For millions of us, the Dobbs v. Jackson decision on abortion means that life in America has just grown distinctly more dangerous. The seismic aftershocks of that ruling are already being felt across the country: 22 states have laws or constitutional amendments on the books now poised to severely limit access to abortion or ban it outright. Even before the Supremes issued their decision, states with more restrictive abortion laws had higher maternal-mortality and infant-mortality rates. Now, experts are predicting at least a 21% increase in pregnancy-related deaths across the country.
As is always the case with public-health crises in America " the only industrialized country without some form of universal healthcare " it's the poor who will suffer the most. Survey data shows that nearly 50% of women who seek abortions live under the federal poverty line, while many more hover precariously above it. In states that limit or ban abortion, poor women and others will now face an immediate threat of heightened health complications, as well as the long-term damage associated with abortion restrictions.

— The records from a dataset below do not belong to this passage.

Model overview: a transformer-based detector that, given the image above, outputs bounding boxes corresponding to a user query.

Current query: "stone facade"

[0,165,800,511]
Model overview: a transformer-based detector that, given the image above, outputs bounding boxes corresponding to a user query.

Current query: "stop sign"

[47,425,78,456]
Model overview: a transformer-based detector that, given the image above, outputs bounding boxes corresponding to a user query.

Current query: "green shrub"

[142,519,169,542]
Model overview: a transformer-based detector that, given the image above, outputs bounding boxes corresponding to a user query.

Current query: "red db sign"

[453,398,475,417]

Indeed, data collected by economists in the decades after Roe v. Wade indicates that the greater the limits on abortion, the more poverty for parents and the less education for their children. Worse yet, the 13 states that had trigger laws designed to outlaw abortion in the event of a Roe reversal were already among the poorest in the country. Now, poor people in poor states will be on the punishing spear tip of our post-Roe world.

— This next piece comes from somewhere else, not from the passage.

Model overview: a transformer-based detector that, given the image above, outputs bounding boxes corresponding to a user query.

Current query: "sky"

While the Supreme Court's grim decision means more pain and hardship for women, transgender, and gender non-confirming people, it signals even more: the validation of a half-century-old strategy by Christian nationalists to remake the very fabric of this nation. For the businessmen, pastors, and politicians who laid the foundations for the Dobbs ruling, this was never just about abortion.
The multi-decade campaign to reverse Roe v. Wade has always been about building a political movement to seize and wield political power. For decades, it's championed a vision of "family values" grounded in the nuclear family and a version of community life meant to tightly control sex and sexuality, while sanctioning attacks on women and LGBTQIA people. Thanks to its militant and disciplined fight to bring down Roe, this Christian nationalist movement has positioned itself to advance a full-spectrum extremist agenda that is not only patriarchal and sexist, but racist, anti-poor, and anti-democratic. Consider the Dobbs decision the crown jewel in a power-building strategy years in the making. Consider it as well the coronation of a movement ready to flex its power in ever larger, more violent, and more audacious ways.

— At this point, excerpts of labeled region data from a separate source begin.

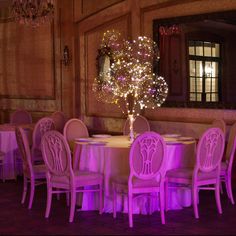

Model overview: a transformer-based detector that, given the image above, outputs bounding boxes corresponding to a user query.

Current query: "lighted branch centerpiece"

[93,30,168,141]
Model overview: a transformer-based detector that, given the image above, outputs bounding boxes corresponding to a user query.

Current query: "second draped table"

[0,124,34,179]
[73,136,195,214]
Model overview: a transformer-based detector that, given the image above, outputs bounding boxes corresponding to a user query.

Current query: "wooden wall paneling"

[140,0,236,124]
[58,0,74,118]
[0,0,61,122]
[0,22,55,99]
[74,0,127,22]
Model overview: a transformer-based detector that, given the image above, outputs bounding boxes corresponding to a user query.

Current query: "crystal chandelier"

[12,0,54,27]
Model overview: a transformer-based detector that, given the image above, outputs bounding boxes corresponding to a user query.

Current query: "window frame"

[186,37,222,104]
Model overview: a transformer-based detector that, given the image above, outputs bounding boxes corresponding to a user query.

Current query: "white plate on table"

[162,134,181,138]
[92,134,111,138]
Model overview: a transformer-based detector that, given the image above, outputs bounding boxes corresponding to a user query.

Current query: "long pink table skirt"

[75,136,195,214]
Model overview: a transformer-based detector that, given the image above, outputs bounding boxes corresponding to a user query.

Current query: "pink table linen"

[74,136,195,214]
[0,124,33,179]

In that context, bear in mind that, in his concurring opinion, Justice Clarence Thomas suggested that the Dobbs decision gives the Supreme Court legal precedent to strike down other previously settled landmark civil rights jurisprudence, including Griswold v. Connecticut (access to contraception), Lawrence v. Texas (protection of same-sex relationships), and Obergefell v. Hodges (protection of same-sex marriage). Whether or not these fundamental protections ultimately fall, the Supreme Court majority's justification for Dobbs certainly raises the possibility that any due-process rights not guaranteed by and included in the Constitution before the passage of the 14th Amendment in 1868 could be called into question.